I found myself laughing as he sat on his table confused as I was as his eyes evoked anger. I chuckled lowly at that downing another drink and to say he thought I was losing it would be an understatement, my own brother looked at me like he didn't know me anymore. So I had to tell him the truth. Being drunk did give you courage and so the truth I told him.
"You know why Adar left me, Melus? It's because I was consumed by my own desires, unable to shake off the hold that someone else had on my heart. Someone who doesn't even know the depths of my feelings, the lengths I'd go to be with them, the sacrifices I'd make to see them happy. And the cruel irony is, when I try to push them away, to protect myself from the pain of unrequited love, they pursue me with a fervor that only serves to remind me of my own helplessness. And that someone, dear brother, is you - the one person who's supposed to understand me, to support me, but who instead has become the source of my greatest sorrow and my most hidden shame."
"What are you saying, exactly?" Melus asked, his voice laced with disbelief, as if the mere suggestion was absurd. "You... you had feelings for me? Romantic feelings?" He stumbled over the words, as if they were hard to utter. I felt a pang of regret and shame, remembering the foolish things I had done in the past, the secrets I had kept, the pain I had caused him. "I've regretted it every day since, Melus. Every single day. I've wanted to apologize, to explain, to tell you that it wasn't you, it was my own heart, my own weakness. But I haven't had the courage, the right moment, the words. And so I've kept it inside, letting it eat away at me, a constant reminder of my own flaws and mistakes."
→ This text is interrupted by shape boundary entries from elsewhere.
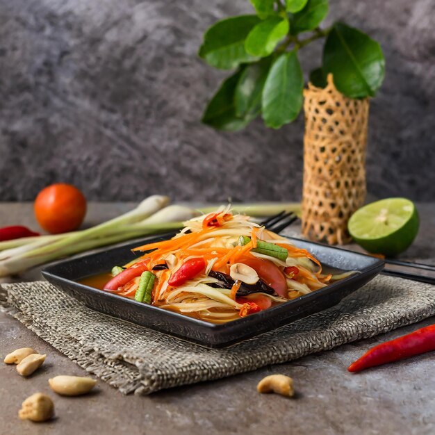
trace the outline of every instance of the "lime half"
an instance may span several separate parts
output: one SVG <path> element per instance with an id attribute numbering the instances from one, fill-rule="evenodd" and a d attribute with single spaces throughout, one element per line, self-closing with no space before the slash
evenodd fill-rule
<path id="1" fill-rule="evenodd" d="M 418 224 L 418 213 L 411 201 L 388 198 L 361 207 L 352 215 L 347 227 L 366 250 L 393 256 L 412 243 Z"/>

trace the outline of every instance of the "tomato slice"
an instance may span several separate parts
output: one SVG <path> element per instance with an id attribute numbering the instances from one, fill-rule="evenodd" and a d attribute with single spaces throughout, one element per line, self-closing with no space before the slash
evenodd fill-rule
<path id="1" fill-rule="evenodd" d="M 272 287 L 280 296 L 287 295 L 287 281 L 284 274 L 271 261 L 261 260 L 261 258 L 245 258 L 240 260 L 243 263 L 250 266 L 258 274 L 258 277 L 264 282 Z"/>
"The guilt of nearly hurting Simon, someone I care about deeply, all because of my own misguided feelings, is a weight that crushes me every day. And yet, the thought of you two together still fills me with a jealousy so intense it's suffocating." I said standing as I stumbled.
"It's a constant reminder of what I can never have, a bitter taste of unrequited love that I can't shake off. You don't understand, Melus, the agony of being so close to something you desire most, yet knowing it's forever out of reach. It's a heartbreak that's eating away at my soul, a longing that's slowly destroying me from the inside out. I feel like screaming, like shattering the silence that's suffocating me, but I'm trapped in this prison of my own making, unable to escape the pain that I've created."
He remained silent, his eyes fixed on me as I stumbled out of the room, the weight of my confession hanging in the air like a challenge. I shut the door behind me, feeling like I was escaping a prison of my own making, but knowing that I couldn't avoid the consequences of my words. The secret was out, and now I had to face the aftermath. Did I still need to go back and apologize, to explain that it was all just a drunken mistake, a moment of weakness? Or would that just make things worse? I felt like I was drowning in my own deceit, my life spiraling out of control. I knew that I had made a mess of things, and that my relationships would never be the same again. The alcohol had loosened my tongue, but it couldn't absolve me of my sins.